Sharon and his allies have painted a dire scenario of any Cabinet rejection of the withdrawal plan. They asserted that rejection of the plan would spark a crisis with the United States as well as with Egypt and Jordan. The prime minister warned that this could harm Israel's security posture in the Middle East.

Israeli military chiefs appeared to differ over Sharon's plan. Israeli Chief of Staff Moshe Ya'alon told the Cabinet that a staged plan would only intensify the war with the Palestinians and increase their missile attacks. But military intelligence chief Maj. Gen. Aharon Zeevi-Farkash asserted that the benefits of the plan exceeded its risks.

Cabinet sources said Israel Security Agency director Avi Dichter dismissed the prospect that an Israeli withdrawal from the Gaza Strip would result in a takeover by the Islamic opposition group Hamas. But the sources quoted Dichter as saying that an Israeli withdrawal would be followed by increased Palestinian rocket attacks on the Jewish state.

"I asked the prime minister how this plan would improve Israel's security and help fight in the war against terrorism," Housing Minister Effi Eitam, who opposes the plan, said. "The room turned quiet and then the prime minister said the plan is not a security program, but a political one. The military was being asked to provide a security envelope."

During the Cabinet session, Finance Minister Binyamin Netanyahu urged Sharon to end his efforts to promote the withdrawal plan. Netanyahu said that based on a weekend discussion with U.S. ambassador Dan Kurtzer, the Israeli minister believed there would not be any significant U.S. backlash in wake of the abandonment of Sharon's proposal.

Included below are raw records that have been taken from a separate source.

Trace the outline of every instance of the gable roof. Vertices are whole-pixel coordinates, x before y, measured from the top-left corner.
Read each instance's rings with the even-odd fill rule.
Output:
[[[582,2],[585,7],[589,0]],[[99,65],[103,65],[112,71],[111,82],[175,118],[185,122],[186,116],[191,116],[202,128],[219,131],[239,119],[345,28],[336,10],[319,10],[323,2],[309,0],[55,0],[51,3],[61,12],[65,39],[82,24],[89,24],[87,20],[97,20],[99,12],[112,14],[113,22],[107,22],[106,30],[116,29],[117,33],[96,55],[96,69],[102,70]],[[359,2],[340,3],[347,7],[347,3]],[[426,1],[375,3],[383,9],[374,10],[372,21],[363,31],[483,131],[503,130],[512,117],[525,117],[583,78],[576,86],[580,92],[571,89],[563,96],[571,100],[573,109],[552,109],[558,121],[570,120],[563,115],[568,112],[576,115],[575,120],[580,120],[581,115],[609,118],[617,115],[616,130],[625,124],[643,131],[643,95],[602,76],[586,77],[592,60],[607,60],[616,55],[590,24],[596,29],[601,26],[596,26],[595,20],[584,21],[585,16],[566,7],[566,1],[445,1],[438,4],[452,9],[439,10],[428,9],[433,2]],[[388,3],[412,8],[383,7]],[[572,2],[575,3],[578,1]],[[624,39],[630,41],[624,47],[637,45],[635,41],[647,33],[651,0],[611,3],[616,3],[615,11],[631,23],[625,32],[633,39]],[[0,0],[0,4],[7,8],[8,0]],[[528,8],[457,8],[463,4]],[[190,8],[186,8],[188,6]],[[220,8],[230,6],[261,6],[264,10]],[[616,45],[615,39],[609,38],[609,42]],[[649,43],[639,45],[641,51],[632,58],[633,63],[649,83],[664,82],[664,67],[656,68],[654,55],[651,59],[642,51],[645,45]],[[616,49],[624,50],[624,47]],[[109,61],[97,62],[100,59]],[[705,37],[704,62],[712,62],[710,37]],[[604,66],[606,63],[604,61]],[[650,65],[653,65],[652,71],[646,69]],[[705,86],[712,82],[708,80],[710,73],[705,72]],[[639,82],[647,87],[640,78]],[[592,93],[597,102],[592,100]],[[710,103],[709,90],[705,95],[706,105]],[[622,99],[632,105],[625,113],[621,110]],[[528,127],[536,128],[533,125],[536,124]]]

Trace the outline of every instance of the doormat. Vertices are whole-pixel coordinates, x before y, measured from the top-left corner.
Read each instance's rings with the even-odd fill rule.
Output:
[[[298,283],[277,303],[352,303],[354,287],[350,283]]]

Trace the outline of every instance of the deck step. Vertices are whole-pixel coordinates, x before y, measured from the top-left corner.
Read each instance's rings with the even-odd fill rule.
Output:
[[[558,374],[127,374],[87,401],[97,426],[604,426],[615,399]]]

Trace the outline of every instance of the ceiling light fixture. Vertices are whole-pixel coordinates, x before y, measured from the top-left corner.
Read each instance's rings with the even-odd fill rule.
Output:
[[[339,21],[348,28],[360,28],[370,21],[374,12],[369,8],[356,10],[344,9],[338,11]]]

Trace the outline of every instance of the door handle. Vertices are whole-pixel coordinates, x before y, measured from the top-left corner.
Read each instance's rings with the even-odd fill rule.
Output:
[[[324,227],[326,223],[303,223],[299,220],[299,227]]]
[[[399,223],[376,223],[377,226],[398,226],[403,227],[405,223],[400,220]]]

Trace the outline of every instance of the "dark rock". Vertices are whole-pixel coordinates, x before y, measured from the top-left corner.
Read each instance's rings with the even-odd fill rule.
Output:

The finance minister urged Sharon to consider a plan for the withdrawal from three Israeli communities in the Gaza Strip rather than all 25 settlements in the region. Netanyahu said such a limited withdrawal would maintain the pledge Bush issued in April in support of some of Israel's positions on final status issues that concern a Palestinian state.

Earlier, an American Jewish leader, Morton Zuckerman, was said to have delivered an angry letter from the White House to Sharon regarding his failure to launch the withdrawal plan. Zuckerman was also said to have warned Sharon of a crisis in Israeli-U.S. relations.

On late Sunday, Sharon's chief aide, Dov Weisglass, flew to Washington to meet U.S. National Security Adviser Condoleezza Rice. Officials said Weisglass plans to reassure Ms. Rice that Sharon will win Cabinet approval of his withdrawal plan.